Mar 20, 2026 · 16 min read · ML Optimization

Frank-Wolfe method

In this series (18 parts)

The projection problem

Sometimes the constraint set in an optimization problem is so complex that projecting onto it is expensive. Projected gradient descent works by taking a gradient step, then projecting back onto the feasible set. But for structured constraints like nuclear norm balls or flow polytopes, that projection is itself a hard optimization problem.
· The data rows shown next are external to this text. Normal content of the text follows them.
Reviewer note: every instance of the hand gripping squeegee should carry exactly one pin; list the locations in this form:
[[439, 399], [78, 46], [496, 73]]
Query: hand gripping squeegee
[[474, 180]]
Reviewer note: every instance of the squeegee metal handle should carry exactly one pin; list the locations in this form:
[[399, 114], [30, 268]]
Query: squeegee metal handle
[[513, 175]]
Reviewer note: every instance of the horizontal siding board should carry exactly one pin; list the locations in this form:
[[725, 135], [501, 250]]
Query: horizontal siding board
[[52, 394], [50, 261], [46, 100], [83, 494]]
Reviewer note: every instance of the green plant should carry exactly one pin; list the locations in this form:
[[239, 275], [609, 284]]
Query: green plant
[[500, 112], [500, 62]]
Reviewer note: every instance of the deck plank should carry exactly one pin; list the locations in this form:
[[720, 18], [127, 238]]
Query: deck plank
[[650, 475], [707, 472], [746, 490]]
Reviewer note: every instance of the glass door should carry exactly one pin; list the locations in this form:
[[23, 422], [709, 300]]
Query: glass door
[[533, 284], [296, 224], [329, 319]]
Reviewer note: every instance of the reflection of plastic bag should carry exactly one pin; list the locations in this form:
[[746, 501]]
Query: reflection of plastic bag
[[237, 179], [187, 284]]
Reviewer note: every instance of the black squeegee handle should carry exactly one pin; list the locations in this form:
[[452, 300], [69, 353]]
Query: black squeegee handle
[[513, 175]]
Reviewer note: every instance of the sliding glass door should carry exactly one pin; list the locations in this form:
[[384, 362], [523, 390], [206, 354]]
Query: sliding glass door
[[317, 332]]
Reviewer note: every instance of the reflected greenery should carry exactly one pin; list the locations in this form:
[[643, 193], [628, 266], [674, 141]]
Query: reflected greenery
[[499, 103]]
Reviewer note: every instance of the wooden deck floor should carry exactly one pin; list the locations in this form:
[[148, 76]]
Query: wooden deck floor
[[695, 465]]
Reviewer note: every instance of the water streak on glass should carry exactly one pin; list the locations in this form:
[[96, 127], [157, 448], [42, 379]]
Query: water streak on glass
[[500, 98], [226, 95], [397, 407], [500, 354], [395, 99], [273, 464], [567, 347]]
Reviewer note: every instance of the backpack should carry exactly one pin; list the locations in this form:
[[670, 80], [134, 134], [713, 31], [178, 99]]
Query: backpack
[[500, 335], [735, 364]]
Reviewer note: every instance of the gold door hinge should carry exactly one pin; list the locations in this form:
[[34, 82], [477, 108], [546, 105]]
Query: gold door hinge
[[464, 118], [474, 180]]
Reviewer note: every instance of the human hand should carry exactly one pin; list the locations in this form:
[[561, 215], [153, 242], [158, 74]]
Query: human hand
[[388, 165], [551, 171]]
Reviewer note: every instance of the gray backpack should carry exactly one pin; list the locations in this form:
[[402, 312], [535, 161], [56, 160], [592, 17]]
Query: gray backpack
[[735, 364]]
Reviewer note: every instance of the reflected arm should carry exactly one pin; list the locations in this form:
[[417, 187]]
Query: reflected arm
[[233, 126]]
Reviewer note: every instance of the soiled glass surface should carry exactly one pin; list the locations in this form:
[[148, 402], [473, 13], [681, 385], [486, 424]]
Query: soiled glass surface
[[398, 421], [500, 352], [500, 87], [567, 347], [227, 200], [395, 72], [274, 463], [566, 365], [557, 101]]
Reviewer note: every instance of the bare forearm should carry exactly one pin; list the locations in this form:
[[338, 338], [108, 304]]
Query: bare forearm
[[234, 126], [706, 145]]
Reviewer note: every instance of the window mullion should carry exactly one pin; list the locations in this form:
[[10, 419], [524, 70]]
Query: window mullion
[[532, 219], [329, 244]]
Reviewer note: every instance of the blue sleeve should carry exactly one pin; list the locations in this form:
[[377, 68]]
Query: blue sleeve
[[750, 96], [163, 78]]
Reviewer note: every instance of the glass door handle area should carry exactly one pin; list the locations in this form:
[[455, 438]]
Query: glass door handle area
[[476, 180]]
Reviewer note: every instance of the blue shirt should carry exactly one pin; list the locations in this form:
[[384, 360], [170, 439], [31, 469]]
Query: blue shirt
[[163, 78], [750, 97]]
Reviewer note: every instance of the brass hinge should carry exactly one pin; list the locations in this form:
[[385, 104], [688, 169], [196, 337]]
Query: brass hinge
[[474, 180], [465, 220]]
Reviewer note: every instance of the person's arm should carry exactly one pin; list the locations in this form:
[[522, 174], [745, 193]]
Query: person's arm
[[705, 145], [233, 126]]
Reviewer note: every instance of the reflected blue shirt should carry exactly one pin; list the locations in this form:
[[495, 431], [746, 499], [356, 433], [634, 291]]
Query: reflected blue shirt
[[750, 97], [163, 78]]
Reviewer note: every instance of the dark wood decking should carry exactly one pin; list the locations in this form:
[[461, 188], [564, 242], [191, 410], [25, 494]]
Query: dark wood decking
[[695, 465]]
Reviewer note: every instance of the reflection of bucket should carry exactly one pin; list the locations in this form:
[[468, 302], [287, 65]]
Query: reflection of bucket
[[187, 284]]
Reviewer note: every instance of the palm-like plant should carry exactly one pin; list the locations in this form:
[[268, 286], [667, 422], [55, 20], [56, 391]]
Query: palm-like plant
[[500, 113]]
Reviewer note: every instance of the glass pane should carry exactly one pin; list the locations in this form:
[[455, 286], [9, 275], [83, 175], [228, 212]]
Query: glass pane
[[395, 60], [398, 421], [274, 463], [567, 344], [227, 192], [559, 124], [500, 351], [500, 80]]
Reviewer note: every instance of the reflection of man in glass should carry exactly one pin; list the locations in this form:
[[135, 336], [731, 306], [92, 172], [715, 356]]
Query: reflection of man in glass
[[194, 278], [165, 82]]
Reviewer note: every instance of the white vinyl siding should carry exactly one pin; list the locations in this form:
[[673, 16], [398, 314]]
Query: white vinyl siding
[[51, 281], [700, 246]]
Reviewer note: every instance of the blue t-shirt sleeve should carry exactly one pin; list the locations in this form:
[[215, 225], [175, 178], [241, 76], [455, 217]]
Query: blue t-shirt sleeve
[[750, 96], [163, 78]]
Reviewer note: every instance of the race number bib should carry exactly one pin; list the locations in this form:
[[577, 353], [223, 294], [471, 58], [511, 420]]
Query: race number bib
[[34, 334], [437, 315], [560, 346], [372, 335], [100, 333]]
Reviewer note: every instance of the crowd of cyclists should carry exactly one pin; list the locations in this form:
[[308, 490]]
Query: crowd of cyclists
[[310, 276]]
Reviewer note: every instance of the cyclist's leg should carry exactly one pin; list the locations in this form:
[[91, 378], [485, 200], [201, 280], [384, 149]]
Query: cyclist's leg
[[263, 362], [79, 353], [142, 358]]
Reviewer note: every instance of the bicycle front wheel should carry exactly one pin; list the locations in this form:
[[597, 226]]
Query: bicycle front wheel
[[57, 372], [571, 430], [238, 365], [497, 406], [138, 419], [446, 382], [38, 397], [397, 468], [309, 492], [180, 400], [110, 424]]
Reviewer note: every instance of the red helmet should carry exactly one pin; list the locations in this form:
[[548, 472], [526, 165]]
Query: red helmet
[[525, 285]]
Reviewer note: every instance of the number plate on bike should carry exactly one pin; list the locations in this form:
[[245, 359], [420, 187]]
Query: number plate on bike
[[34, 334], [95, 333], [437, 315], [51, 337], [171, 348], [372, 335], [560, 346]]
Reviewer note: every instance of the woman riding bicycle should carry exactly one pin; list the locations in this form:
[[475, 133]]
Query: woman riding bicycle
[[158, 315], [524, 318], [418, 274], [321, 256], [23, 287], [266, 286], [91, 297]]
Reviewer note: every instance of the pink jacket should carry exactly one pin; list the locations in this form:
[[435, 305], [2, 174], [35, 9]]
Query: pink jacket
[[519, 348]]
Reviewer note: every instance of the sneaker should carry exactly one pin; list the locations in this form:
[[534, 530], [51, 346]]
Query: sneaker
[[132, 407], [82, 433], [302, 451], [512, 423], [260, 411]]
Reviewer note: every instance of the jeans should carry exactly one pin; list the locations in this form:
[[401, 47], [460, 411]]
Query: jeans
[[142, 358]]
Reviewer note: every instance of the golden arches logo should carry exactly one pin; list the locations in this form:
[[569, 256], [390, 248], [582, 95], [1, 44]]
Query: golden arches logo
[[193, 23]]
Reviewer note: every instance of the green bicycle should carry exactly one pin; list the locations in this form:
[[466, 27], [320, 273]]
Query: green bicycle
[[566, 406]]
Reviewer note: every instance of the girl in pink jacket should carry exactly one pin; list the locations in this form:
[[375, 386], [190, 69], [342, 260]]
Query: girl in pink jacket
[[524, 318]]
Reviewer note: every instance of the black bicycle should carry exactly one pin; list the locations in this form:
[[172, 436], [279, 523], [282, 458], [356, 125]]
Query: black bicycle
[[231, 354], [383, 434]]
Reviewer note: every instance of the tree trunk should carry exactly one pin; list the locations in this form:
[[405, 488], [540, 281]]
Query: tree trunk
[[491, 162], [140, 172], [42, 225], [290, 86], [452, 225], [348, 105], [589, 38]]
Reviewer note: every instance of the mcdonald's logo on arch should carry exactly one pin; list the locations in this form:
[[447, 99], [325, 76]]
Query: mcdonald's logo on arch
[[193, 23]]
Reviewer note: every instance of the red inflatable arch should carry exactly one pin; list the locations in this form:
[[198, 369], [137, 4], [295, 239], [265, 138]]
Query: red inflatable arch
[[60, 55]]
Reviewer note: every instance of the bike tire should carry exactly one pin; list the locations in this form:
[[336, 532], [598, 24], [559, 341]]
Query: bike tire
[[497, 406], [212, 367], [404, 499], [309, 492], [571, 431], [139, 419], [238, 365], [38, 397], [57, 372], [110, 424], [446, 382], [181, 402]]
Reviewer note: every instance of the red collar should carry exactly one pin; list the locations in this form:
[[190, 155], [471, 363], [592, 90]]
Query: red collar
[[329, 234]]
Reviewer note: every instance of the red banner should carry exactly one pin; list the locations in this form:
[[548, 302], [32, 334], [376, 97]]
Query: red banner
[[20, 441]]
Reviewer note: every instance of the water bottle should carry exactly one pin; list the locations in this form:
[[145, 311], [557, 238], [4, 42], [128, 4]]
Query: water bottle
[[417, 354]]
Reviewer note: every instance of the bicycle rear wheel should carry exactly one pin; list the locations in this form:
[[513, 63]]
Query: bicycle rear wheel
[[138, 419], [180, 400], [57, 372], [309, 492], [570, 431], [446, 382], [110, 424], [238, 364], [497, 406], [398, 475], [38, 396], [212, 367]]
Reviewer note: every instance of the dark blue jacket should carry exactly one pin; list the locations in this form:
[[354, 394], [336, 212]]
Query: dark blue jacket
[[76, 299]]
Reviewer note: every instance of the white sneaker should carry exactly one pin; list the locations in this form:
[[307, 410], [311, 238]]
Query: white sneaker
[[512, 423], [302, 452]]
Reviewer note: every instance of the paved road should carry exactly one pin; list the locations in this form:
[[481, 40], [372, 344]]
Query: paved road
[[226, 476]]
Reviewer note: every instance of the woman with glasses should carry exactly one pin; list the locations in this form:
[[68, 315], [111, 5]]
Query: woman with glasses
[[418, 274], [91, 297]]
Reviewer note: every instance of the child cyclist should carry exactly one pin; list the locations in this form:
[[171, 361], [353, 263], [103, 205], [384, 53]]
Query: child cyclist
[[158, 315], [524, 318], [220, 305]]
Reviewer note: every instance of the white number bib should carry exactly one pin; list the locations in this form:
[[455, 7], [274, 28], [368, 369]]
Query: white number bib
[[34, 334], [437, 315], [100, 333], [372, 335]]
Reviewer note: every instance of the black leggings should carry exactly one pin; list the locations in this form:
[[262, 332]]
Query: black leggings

Frank-Wolfe avoids projection entirely.

Step	Projected gradient descent	Frank-Wolfe
Descent direction	Negative gradient	Negative gradient (linearized)
Stay feasible via	Projection onto constraint set	Linear minimization over constraint set
Cost of staying feasible	Solve a QP (can be expensive)	Solve an LP or use closed form (often cheap)
Iterates	Dense	Naturally sparse

The Frank-Wolfe idea

graph LR
  A["Current point x_k"] --> B["Linearize objective at x_k"]
  B --> C["Find cheapest point v_k in constraint set (LMO)"]
  C --> D["Move toward v_k"]
  D --> E["New point x_{k+1}"]

Instead of projecting back onto the constraint set after each step, Frank-Wolfe finds the best point inside the constraint set using a simpler linear problem. The linear minimization oracle (LMO) replaces the projection step and is often orders of magnitude cheaper.

Now let’s formalize this.

Prerequisites

You should be comfortable with gradient descent and how the gradient points in the direction of steepest increase. Understanding Lagrangian duality helps with the convergence analysis, but is not strictly required to follow the algorithm.

The problem

We want to solve:

\min_{x \in \mathcal{C}} \; f(x)

where $f$ is a smooth convex function and $\mathcal{C}$ is a compact convex set.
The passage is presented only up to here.